If indeed the accused are finally tried on the basis of the testimonies of the raped women, then the lawyers representing the victims will certainly press these words of Supreme Court justices Pasayat and Sathasivam:
“It is an irony that while we are celebrating woman’s rights in all spheres, we show little or no concern for her honour. It is a sad reflection on the attitude of indifference of society towards the violation of human dignity of the victims of sex crimes.
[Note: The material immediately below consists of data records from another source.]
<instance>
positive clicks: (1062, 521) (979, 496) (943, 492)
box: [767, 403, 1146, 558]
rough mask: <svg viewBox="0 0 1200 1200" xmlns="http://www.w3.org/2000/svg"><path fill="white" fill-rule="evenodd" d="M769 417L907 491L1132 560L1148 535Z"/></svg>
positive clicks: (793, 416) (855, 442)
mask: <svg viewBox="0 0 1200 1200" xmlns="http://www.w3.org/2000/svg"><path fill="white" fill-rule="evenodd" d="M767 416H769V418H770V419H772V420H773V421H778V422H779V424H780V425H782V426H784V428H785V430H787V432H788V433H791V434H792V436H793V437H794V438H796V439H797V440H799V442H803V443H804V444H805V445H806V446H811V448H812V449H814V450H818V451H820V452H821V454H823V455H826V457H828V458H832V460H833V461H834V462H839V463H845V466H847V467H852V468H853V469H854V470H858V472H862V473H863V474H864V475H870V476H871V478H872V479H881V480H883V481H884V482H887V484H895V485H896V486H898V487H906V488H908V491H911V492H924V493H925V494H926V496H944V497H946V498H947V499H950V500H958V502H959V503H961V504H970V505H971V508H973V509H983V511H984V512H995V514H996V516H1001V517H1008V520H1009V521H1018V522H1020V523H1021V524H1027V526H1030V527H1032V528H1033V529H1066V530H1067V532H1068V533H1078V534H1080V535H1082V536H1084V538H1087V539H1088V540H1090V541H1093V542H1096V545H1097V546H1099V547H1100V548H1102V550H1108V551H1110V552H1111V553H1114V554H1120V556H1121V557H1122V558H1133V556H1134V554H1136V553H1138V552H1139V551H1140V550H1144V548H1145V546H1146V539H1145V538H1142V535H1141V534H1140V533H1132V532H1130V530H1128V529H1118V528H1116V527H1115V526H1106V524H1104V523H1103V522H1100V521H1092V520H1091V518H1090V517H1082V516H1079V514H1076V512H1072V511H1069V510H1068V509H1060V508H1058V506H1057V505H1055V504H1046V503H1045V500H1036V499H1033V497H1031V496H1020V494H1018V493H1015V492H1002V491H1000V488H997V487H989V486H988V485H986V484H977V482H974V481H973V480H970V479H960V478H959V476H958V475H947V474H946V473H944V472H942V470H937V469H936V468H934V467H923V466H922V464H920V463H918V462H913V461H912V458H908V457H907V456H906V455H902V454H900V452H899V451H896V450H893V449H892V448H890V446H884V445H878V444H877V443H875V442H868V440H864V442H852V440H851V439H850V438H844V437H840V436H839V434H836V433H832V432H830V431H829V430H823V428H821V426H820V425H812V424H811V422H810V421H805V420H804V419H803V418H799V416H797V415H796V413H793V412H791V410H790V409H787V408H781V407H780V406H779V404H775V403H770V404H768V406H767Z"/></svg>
The socio-economic status, religion, race, caste or creed of the accused or the victim are irrelevant considerations in the sentencing policy. Protection of society and deterring the criminal are the avowed objects of law and that is required to be achieved by imposing appropriate sentence.
“We must remember that a rapist not only violates the victim’s privacy and personal integrity but inevitably causes serious psychological as well as physical harm. Rape is not merely a physical assault — it is often destructive of the whole personality of the victim. A murderer destroys the body of his victim, a rapist degrades the very soul of the helpless female.
“A prosecutrix of a sex offence cannot be put on par with an accomplice. She is in fact a victim of the crime… What is necessary is that the court must be conscious of the fact that it is dealing with the evidence of a person who is interested in the outcome of the charge levelled by her.”